In its worst performance in seven months, output of the eight core sectors contracted by 1.3 per cent in November from a year ago period on account of a sharp drop in steel, cement and crude oil production. The eight core industries — coal, crude oil, natural gas, refinery products, fertilisers, steel, cement and electricity — with a total weightage of nearly 38 per cent in IIP had grown at 8.5 per cent in November 2014. Last time, the sectors were in negative zone was in April, when they shrank by 0.4 per cent, while the rate of growth rate in October was 3.2 per cent. The cumulative growth rate in April-November came in at 2 per cent, much lower than 6 per cent in the first eight months of the last fiscal.

According to the data released by the Ministry of Commerce and Industry  on Thursday, crude oil, natural gas, steel and cement recorded negative growth during the month under review. Crude oil and natural gas production fell by 3.3 per cent and 3.9 per cent, respectively, from (-) 0.1 per cent and (-) 2.3 per cent a year ago. Growth in coal, refinery products and electricity generation output too slowed down to 3.5 per cent, 2.5 per cent and 0 per cent, respectively, from 14.6 per cent, 8.1 per cent and 9.9 per cent, respectively, in November last year.

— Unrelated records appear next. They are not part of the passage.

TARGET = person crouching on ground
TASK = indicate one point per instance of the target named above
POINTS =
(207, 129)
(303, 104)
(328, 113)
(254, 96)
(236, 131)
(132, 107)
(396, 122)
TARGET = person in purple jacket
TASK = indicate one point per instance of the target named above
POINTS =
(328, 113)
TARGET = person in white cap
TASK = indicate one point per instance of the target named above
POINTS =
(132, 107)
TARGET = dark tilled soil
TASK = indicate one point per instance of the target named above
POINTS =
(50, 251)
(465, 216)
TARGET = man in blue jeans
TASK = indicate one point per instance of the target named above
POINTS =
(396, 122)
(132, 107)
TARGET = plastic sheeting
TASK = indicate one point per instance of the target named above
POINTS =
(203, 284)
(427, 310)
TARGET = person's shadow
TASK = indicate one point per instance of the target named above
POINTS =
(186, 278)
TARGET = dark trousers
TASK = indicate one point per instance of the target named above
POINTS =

However, fertiliser production grew by 13.5 per cent in November from (-) 2.8 per cent in the same month last year.  Commenting on the core sector figures, ICRA said weaker performance of key lead indicators such as the core sector, merchandise exports and automobile production in November as compared to the previous month portend a sharp dip in IIP growth. The IIP numbers for the month of November will be released during the second week of January. “The average contraction recorded by four of the core industries (crude oil, natural gas, refinery production and steel output) in the same months remains disappointing.

“In our view, the continuing sluggishness in exports and rural demand, the narrow recovery in infrastructure and the relatively brighter outlook for urban demand continue to point towards moderate industrial growth in H2FY16,” it said in a statement.

Meanwhile, the Commerce Ministry said free trade agreement (FTAs) have not contributed to the increase in trade deficits with “some countries”.

Though the preferential imports have been increasing from the period 2009-10 to 2014-15, they are still not significant, ranging from 5.9 per cent of total imports under the India-Malaysia comprehensive economic cooperation agreement (CECA) to 29.9 per cent of total imports under the India-Korea comprehensive economic partnership agreement (CEPA) during 2014-15. 

“This clearly indicates the preferential imports under FTAs have not contributed to the increase in trade deficits with some countries,” the commerce ministry said in its year-end review statement. 

The implications of the such agreements on India can be gauged from the regular impact analysis conducted by the Department of Commerce. One of the methods of gauging this impact of FTAs on overall trade is through preferential trade data.